Supernovas are massive stars in their death throes. The huge stellar explosions mark the
end of the life cycle of stars that are at least eight times the mass of the sun. They are
almost always discovered days to weeks after the catastrophic explosion when what were
once mere points of light in the sky flare to extreme brightness and then fade.
However, in the very earliest stages of a supernova explosion, the energy of the blast is
released in a burst of neutrinos and a sizzling shock wave of kinetic energy that heats the
gas in the outer layers of the star to X-ray emitting temperatures. This first manifestation
of a supernova is undetectable in the optical portion of the electromagnetic spectrum, the
part the human eye and most ground-based telescopes can see.
"Almost all supernovas are discovered in the optical," explains Pooley.
The Swift Observatory is designed to react quickly to high-energy events such as gammaray bursts and supernovas. It has three telescopes, including an X-ray telescope, and a
trigger that enables it to quickly point in the direction of energetic events. Swift's X-ray
telescope has a wide field of view, giving it a higher probability of catching a bright Xray outburst. Chandra, on the other hand, has greater resolution and can provide finer
detail of events such as supernova explosions.
On Jan. 9, Swift was gathering data on another fairly recent supernova event in the
nearby galaxy NGC 2770 when it detected the very early manifestation of supernova
2008D, situated some 90 million light years from Earth.
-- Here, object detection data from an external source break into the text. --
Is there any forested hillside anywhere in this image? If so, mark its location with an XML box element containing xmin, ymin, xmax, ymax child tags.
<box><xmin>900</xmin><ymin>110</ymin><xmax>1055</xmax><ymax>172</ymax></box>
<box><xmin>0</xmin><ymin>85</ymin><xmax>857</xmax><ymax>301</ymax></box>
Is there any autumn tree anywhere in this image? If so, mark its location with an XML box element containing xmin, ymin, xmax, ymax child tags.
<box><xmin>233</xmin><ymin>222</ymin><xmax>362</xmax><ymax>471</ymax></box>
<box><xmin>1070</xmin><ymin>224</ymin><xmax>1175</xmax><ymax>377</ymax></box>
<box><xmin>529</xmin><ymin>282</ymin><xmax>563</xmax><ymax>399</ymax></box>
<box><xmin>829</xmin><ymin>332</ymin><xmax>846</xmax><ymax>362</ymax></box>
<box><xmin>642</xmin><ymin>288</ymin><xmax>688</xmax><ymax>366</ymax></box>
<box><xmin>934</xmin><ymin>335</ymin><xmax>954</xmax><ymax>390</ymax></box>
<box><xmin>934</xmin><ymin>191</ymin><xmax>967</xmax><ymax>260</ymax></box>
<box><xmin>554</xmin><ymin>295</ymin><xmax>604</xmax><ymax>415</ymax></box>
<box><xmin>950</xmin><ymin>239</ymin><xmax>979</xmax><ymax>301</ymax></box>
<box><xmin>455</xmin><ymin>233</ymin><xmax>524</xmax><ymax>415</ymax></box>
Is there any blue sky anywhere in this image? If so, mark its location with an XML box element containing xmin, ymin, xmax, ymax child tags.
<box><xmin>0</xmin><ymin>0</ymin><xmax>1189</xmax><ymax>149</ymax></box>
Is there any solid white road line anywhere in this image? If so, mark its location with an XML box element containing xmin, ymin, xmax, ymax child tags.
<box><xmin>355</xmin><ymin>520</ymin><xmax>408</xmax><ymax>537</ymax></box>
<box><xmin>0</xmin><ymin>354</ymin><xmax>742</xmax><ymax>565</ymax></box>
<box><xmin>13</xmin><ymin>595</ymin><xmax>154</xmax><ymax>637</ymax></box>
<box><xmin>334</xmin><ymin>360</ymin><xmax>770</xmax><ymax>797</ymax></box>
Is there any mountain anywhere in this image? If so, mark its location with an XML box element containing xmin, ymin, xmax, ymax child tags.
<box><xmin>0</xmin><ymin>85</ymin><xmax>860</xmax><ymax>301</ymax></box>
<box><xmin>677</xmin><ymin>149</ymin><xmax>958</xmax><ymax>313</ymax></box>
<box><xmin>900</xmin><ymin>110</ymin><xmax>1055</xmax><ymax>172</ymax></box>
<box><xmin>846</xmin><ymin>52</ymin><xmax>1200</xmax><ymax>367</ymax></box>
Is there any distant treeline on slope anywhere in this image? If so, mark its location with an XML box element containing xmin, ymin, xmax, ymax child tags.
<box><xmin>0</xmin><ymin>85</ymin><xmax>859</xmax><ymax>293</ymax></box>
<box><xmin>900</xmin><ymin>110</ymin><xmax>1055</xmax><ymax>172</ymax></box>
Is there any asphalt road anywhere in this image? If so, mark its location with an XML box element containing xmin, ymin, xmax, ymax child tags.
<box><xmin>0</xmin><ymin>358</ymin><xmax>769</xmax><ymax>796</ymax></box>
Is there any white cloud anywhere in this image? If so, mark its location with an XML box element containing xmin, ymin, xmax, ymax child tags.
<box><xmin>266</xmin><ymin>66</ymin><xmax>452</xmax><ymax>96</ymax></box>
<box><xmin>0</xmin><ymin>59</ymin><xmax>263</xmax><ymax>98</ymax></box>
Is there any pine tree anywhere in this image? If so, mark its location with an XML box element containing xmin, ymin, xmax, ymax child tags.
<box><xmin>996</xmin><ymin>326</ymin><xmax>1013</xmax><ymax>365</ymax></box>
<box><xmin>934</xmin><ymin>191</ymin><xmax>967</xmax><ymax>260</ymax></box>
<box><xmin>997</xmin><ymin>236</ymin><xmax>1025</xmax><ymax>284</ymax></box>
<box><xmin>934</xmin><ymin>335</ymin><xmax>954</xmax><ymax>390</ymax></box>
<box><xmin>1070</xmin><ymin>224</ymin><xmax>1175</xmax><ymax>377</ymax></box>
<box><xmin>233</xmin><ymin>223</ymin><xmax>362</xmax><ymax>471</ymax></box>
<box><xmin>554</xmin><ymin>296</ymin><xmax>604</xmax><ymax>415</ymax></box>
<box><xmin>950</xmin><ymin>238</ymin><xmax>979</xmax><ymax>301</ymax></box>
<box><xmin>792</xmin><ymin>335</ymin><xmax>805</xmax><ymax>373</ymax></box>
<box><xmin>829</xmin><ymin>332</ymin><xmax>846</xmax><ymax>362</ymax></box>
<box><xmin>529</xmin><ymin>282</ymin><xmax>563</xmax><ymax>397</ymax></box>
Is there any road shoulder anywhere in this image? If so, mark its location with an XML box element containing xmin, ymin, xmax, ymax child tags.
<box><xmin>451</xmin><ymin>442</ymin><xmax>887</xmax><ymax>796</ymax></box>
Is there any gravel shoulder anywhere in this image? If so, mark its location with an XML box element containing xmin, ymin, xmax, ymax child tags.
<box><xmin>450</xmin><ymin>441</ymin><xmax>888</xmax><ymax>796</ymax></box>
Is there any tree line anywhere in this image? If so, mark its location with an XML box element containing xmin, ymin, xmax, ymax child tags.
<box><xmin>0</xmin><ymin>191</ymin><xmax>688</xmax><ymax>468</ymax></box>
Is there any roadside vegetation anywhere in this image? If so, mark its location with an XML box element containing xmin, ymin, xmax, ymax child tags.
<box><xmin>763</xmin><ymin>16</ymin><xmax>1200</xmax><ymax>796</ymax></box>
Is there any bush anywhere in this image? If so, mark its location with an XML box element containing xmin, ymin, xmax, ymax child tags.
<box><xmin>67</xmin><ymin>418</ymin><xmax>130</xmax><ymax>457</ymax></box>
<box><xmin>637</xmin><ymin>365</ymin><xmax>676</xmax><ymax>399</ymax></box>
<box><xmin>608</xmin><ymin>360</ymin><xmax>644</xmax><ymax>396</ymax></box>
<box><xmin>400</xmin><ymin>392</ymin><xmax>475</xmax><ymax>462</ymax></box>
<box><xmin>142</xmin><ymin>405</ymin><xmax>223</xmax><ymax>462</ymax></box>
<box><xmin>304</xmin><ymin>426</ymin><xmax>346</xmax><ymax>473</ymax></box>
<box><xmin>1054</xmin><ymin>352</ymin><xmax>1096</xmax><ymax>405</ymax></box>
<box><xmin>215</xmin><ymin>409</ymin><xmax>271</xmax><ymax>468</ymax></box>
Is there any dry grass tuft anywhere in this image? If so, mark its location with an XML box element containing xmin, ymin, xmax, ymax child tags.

Other telescopes, including the
ground- based Gemini North Observatory, the National Science Foundation's Very Large
Array radio telescope, and the orbiting Chandra X-ray Observatory were quickly brought
to bear on the new supernova, gathering an unprecedented set of data on the earliest
stages of a massive star in its death throes.
UW-Madison's Pooley leads a quick-reaction Chandra X-ray Observatory program, a sort
of astrophysics SWAT team, whose mission is to respond rapidly to the kinds of highenergy events Swift is capable of detecting.
"The program is designed for events just like this," Pooley notes. "When Swift saw the
X-ray emission, we were able to quickly point Chandra to ensure we could disentangle
the supernova from any confusing sources" of X-rays in the galaxy.
The observations made by Pooley and others provide the earliest picture to date of a
supernova explosion. The data seem to neatly match predictions of how a type of star
known as a Wolf-Rayet star, a massive star at an advanced stage of stellar evolution,
would end its life in a supernova blast.
"There is a massive star and the core collapses and sends out this tremendous shock
wave, and when the shock wave gets through to the outer layers of the star, that's when
we see the X-rays," Pooley says. "From our observation, we were able to infer the size
and mass of the star and that matched up really reasonably well with our models of WolfRayet stars."
While Swift had the good fortune to be pointed in the right direction when the supernova
occurred, Pooley and the other authors of the Nature report say the supernova catch will
enable future telescopes, such as the massive neutrino detector IceCube, now under
construction at the South Pole, to obtain massive data sets on the high-energy neutrinos
created in the blast, and provide even more detailed portraits of supernovas as they occur.
"When supernovas like this collapse, they emit a huge burst of neutrinos," Pooley notes.
"Ninety-nine percent of the energy (of a supernova) is carried away in neutrinos. If we
have better and more accurate knowledge of when and where these happen, that would let
an instrument like IceCube be more sensitive" and responsive to the events.